Guide to the semantic web

Published May 8, 2008

After two days of evaluating my last post about the semantic web, I have come to the conclusion that it is a very bad idea to blog when irritated about something. I’ll take the advice of Rob and Simo and simply not do it from now on. A funny thing was that I’ve tried for a long time to convince people to write semantic mark-up without much luck, so I decided to change tactics. Ending up pissing people off was not the plan, but it sure got a lot of ~~attention~~ heat on both the comments and on e-mail. I’m sorry about that.

On a positive side, it did lead to some interesting questions about why we should care about the semantic web. Also it illustrated that this is new territory to a lot of people and that was news to me. In this post I’ll try to answer some of the questions, get beneath the philosophy and give some examples on how to implement it.

What is the semantic web?

This question is better answered by the W3C and here is what they have to say about it:

The Semantic Web is a web of data. There is lots of data we all use every day, and it’s not part of the web. I can see my bank statements on the web, and my photographs, and I can see my appointments in a calendar. But can I see my photos in a calendar to see what I was doing when I took them? Can I see bank statement lines in a calendar?

Why not? Because we don't have a web of data. Because data is controlled by applications, and each application keeps it to itself.

The Semantic Web is about two things. It is about common formats for integration and combination of data drawn from diverse sources, where on the original Web mainly concentrated on the interchange of documents. It is also about language for recording how the data relates to real world objects. That allows a person, or a machine, to start off in one database, and then move through an unending set of databases which are connected not by wires but by being about the same thing.

This may be a little abstract or difficult to grasp, but let’s look at some examples where the semantic web can make our lives easier.

The bank example

Josh wrote in his comments:

The vast majority of ASP.NET web applications serve a business purpose. Lots of these apps don't even get public exposure (authentication required). […] For instance, what good would XFN and FOAF do for a banking application?

This is a good question I get a lot and it is based on a common misunderstanding on the use of semantic mark-up. As I normally explain it, you have to think of the semantic web as 3 things - a database, an enabler and some glue.

Let’s start with the semantic database. Whenever you mark up a web page with microformats (I’ll get back to those) you make parts of that page machine readable.

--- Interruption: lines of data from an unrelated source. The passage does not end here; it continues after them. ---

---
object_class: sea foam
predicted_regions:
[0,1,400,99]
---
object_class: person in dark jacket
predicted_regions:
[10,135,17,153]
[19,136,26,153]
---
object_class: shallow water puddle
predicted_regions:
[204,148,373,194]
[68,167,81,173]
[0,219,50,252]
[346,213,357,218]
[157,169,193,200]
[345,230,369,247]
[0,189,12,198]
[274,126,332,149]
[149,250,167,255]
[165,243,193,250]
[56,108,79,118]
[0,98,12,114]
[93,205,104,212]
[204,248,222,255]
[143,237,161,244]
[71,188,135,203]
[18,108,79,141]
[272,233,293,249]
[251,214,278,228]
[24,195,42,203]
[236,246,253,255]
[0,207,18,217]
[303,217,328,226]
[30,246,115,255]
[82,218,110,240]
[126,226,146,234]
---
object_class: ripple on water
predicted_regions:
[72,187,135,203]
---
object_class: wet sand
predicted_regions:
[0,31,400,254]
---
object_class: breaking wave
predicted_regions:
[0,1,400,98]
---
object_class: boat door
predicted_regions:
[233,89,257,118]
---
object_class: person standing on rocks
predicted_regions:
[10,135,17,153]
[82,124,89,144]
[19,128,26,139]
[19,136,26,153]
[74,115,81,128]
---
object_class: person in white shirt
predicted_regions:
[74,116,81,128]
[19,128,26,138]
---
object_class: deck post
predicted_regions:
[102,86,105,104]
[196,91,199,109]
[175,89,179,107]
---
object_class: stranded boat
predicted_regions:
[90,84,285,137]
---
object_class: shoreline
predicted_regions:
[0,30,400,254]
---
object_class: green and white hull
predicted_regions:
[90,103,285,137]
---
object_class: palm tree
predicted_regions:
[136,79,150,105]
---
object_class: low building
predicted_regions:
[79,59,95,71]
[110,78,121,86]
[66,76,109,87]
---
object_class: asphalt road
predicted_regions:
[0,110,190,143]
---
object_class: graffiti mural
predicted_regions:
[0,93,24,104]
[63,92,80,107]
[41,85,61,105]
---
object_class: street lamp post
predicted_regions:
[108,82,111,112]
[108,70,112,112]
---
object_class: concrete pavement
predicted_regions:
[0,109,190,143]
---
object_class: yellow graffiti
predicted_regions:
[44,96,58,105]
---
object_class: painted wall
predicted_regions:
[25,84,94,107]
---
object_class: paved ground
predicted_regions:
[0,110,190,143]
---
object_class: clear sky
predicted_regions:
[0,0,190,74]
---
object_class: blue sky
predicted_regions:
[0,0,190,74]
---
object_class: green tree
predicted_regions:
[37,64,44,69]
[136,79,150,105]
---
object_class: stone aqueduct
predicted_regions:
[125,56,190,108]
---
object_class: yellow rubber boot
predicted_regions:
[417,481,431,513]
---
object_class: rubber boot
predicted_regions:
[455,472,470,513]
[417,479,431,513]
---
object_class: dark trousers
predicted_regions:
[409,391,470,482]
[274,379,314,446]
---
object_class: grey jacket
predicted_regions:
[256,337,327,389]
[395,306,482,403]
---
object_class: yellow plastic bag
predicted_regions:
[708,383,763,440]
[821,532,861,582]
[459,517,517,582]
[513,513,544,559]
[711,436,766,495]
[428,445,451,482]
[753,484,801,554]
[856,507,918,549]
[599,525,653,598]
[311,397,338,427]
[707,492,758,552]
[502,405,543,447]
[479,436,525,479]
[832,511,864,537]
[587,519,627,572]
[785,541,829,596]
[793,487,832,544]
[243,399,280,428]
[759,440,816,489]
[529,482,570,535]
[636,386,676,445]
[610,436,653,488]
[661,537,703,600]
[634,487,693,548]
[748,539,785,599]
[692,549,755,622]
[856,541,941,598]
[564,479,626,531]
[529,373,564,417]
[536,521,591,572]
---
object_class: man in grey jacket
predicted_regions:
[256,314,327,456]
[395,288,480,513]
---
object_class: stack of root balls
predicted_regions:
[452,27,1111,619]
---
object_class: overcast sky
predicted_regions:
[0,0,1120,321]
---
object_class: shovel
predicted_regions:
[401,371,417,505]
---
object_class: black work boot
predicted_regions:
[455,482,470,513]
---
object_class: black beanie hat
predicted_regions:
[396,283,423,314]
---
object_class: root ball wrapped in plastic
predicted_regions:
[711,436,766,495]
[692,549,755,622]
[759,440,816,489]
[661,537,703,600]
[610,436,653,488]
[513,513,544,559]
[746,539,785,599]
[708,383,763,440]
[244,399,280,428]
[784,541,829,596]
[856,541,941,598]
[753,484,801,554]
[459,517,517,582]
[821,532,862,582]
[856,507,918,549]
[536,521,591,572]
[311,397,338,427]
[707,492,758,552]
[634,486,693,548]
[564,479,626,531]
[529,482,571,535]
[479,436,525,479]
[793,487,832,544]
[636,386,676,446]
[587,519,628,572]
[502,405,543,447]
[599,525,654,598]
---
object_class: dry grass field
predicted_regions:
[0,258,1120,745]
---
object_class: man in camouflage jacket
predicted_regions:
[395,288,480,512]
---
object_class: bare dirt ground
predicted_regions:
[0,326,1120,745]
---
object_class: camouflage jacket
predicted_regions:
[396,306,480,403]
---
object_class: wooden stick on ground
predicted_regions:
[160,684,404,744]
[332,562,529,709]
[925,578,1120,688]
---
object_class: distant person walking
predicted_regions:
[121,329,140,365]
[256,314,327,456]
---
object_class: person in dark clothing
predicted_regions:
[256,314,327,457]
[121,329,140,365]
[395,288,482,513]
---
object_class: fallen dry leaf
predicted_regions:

It could be contact information or calendar events or some other structured data. A machine can query that data and aggregate that information with thousands of other microformatted web pages. That’s what Yahoo is experimenting with in their new search engine and Google is utilizing in their Social Graph API.

The enabler could be an online banking site. The pages are not public because only authenticated customers have access, so it cannot be used as a database. It can however enable you to query relevant information from the semantic database. Here is a scenario I got from a video with Tim Berners-Lee written from my memory:

Imaging reading your bank statement on your online banking application and see a transaction you don’t remember making. Each transaction in the statement has a date and time that could be used to figure out what you did that day. If the bank statement was marked up with semantic meaning about the date, then your browser can recognize it as a date – otherwise it can’t.

This brings us to the last part – the glue. In the bank scenario the glue is the browser or a browser plug-in since no existing browser supports microformats natively yet.

Now that the browser can recognize the dates on the bank statement, it should have no problem looking in your Outlook or Google calendar to see exactly what you did that day and present it to you at the click of a button.

Because your friends are using microformats on their website or profile page, the browser can also tell you exactly who you saw that day. You took some photos as well and uploaded them to Flickr, so now you also have photos associated with that particular day. Some of your friends are tagged on those photos with a link to their photos, so now you can associate their photos of you that day too. All with a click of a button in the browser – the glue.

It sounds very futuristic, but the technology for this has been around for years.

If browsers don’t support it, why should I?

This is the classic question of the chicken and the egg. If browsers don’t support it why should you, and if you don’t publish semantic mark-up why should the browser vendors waste their time on it? No one takes the first step and we end up getting nowhere. That is why we haven’t seen any killer applications that utilize the semantic web yet.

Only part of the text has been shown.